Just Keep Moving, However Slowly, and Stay Busy

"A vigorous five-mile walk will do more good for an unhappy but otherwise healthy adult than all the medicine and psychology in the world."
         --- Dr. Paul Dudley White, a pioneer in Preventive Cardiology

 How I wish my knee would bear up under a five-mile walk. My maximum is about two miles, which I completed last fall at the annual American Heart Association walk. I await the orthopedic surgeon's conclusion as to whether I am a viable candidate for a new knee that would take me another step toward being the Bionic Man and hopefully add miles to the daily walks.
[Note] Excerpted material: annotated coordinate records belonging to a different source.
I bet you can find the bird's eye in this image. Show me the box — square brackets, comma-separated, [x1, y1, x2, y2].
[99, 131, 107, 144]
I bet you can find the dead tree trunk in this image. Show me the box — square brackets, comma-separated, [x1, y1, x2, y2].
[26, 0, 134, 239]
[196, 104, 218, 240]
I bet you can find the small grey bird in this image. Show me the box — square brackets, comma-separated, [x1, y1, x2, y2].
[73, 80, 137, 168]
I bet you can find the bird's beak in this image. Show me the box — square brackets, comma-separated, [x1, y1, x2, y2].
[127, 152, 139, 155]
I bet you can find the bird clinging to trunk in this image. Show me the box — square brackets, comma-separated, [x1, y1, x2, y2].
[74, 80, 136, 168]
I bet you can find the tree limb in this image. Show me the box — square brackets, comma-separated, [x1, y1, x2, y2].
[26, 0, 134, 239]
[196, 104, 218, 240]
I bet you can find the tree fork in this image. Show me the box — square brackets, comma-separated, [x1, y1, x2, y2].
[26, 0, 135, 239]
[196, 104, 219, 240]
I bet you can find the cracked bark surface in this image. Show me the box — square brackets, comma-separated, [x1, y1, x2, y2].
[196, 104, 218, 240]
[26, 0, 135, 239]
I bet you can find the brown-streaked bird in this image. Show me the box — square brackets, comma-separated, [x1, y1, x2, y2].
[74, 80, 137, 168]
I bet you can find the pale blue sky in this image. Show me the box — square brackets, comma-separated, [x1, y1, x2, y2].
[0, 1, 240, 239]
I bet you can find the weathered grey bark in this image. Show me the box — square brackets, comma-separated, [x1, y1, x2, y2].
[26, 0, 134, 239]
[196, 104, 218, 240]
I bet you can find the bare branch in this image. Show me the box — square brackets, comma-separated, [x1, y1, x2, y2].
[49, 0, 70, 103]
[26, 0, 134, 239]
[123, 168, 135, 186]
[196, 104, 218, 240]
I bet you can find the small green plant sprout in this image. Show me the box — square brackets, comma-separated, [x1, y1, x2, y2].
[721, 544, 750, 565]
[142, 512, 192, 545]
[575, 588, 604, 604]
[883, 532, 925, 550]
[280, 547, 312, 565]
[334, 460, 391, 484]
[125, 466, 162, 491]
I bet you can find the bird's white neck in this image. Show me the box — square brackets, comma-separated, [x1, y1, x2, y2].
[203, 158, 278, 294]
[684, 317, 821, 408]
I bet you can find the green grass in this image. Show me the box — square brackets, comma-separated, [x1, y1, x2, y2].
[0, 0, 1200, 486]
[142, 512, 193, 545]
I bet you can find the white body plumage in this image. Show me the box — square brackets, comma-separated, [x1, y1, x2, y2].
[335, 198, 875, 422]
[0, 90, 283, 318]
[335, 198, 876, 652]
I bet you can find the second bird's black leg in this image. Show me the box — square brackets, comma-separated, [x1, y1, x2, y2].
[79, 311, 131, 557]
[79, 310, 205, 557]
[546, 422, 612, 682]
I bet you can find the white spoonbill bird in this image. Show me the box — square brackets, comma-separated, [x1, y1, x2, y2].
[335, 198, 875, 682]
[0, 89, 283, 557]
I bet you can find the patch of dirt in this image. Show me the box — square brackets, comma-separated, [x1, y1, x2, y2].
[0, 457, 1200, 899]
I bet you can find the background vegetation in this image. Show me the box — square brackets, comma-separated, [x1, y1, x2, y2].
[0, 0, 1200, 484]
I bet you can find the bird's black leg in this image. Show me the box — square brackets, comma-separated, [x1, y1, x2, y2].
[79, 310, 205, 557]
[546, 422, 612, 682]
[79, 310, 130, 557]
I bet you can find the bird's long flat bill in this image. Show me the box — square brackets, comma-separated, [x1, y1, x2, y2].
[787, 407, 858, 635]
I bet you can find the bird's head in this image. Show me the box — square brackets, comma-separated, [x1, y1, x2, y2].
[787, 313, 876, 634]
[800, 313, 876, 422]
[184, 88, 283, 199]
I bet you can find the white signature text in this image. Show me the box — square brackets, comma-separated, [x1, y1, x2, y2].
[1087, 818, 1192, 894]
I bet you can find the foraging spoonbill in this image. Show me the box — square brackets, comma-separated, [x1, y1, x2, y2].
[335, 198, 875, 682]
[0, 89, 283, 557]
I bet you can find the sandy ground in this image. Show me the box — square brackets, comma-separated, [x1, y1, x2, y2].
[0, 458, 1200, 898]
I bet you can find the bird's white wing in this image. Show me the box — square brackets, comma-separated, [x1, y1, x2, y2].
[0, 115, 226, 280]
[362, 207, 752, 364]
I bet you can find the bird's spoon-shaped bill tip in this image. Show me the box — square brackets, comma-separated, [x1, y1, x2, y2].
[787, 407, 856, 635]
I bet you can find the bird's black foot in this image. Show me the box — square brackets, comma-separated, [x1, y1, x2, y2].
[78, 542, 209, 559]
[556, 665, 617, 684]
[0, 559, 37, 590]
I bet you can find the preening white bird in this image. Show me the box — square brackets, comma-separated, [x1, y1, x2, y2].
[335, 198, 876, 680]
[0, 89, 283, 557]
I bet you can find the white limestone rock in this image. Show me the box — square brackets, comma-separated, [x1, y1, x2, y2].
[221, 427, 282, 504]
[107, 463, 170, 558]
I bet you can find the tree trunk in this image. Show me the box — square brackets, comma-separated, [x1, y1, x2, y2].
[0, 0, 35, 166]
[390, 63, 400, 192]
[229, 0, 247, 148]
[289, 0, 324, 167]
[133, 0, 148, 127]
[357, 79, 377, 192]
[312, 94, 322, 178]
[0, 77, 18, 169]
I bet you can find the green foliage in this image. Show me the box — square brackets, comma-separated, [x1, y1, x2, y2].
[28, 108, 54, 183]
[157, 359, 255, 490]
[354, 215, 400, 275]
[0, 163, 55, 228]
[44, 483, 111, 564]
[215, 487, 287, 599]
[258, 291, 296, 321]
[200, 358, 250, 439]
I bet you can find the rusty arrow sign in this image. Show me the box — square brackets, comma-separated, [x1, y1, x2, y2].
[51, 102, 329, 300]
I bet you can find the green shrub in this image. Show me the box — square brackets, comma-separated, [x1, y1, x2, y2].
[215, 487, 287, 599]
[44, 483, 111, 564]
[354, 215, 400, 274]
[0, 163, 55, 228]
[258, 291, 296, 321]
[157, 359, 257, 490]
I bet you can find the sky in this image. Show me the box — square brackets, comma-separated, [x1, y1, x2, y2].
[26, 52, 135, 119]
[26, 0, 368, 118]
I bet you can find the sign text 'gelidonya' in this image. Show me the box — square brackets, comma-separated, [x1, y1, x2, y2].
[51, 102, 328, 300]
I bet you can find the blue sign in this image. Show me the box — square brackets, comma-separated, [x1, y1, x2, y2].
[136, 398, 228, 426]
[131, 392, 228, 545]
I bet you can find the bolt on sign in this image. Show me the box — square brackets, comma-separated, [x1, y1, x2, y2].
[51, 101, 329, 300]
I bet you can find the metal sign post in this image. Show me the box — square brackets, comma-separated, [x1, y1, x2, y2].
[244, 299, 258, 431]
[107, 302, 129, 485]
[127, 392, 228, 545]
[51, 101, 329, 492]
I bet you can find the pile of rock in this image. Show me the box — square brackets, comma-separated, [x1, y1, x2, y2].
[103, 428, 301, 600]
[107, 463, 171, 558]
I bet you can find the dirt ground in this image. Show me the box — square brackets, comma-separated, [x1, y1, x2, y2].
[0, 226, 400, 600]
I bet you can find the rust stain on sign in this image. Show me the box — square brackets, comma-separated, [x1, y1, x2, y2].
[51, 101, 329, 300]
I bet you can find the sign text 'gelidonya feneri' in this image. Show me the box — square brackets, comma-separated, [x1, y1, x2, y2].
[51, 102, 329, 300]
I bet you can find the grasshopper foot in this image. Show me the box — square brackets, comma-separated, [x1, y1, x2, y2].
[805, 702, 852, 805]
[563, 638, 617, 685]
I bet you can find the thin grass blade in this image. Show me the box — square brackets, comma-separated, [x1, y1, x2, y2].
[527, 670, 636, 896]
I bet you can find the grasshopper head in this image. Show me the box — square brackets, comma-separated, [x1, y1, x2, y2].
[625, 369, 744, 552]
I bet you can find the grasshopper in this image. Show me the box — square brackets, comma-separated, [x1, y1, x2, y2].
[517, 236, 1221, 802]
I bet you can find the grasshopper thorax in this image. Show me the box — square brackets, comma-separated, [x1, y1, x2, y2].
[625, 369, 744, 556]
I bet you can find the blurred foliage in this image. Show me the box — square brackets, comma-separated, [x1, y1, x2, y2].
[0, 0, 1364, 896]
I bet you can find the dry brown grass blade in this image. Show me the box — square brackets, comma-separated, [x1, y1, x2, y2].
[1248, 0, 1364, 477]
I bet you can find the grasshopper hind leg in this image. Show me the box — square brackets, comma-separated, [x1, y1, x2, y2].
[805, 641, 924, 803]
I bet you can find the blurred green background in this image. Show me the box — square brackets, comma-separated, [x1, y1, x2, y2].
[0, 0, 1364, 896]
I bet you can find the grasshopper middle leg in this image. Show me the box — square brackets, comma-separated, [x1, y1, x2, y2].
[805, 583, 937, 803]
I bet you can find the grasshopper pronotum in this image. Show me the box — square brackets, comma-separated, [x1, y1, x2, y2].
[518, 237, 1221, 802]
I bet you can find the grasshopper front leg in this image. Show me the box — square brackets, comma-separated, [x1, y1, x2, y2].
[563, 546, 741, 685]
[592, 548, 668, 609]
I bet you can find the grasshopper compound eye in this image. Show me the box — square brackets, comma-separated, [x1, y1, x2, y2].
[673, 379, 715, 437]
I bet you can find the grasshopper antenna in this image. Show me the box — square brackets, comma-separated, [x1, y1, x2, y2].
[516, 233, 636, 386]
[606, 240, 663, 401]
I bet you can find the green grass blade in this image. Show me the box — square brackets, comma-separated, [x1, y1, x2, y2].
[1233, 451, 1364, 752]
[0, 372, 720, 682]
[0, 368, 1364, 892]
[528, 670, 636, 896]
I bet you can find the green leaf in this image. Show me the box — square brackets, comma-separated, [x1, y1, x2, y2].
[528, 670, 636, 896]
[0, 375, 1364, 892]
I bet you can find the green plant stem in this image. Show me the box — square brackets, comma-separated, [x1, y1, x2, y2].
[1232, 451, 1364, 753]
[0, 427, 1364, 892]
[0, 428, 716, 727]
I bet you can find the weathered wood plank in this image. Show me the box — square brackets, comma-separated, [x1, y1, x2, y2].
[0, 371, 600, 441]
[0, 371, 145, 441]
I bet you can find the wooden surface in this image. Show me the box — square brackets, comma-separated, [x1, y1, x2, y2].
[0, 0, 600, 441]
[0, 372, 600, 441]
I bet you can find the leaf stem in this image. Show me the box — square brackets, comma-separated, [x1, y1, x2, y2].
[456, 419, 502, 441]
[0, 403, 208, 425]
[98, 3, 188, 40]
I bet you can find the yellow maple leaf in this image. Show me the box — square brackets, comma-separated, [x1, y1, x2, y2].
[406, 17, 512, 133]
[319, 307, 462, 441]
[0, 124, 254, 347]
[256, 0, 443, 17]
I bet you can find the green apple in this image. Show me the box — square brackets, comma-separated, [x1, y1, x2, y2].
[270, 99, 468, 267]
Ah, but looking on the bright side, I did manage about a mile and a half this morning, and so did get some much needed exercise the day after all the Super Bowl feasting. Superdawg led us on the woodsy trail on a pleasant day (temp: 45F, light cloud cover, no wind gusts). About halfway through, a woman walking her two dogs came out of a side trail and looked startled. I offered for Sadie and me to go down the path first and get out of their way, but she took a second look at my cane and my limp, and declared, "No we'll go first. We probably walk much faster."

She was right. Fast is not something I can do right now. Nor far, unfortunately. But I do keep putting one foot in front of the other, meanwhile hoping that modern medicine will give me a boost, whether through some injection of new elixir that restores cartilage, or via surgery. I was encouraged that my knee felt a little better today after the beating it took at Coastal Grand Mall over the weekend volunteering at (of all things) the Health Fair. I can't walk a half-mile on those rock-hard floors without feeling sharp pain. But even when out on the soft trail it doesn't hurt too terribly, it still doesn't flex and bend. And it goes snap, crackle, and pop a lot, as though Rice Krispies are floating around in there.

Speaking of volunteering, I sometimes fret that the extensive duties I've taken on as Mended Hearts president will interfere with my walking, and writing, and meditating. But we must always remember as we age that activity of all kinds is therapeutic. We must keep exercising mind as well as body.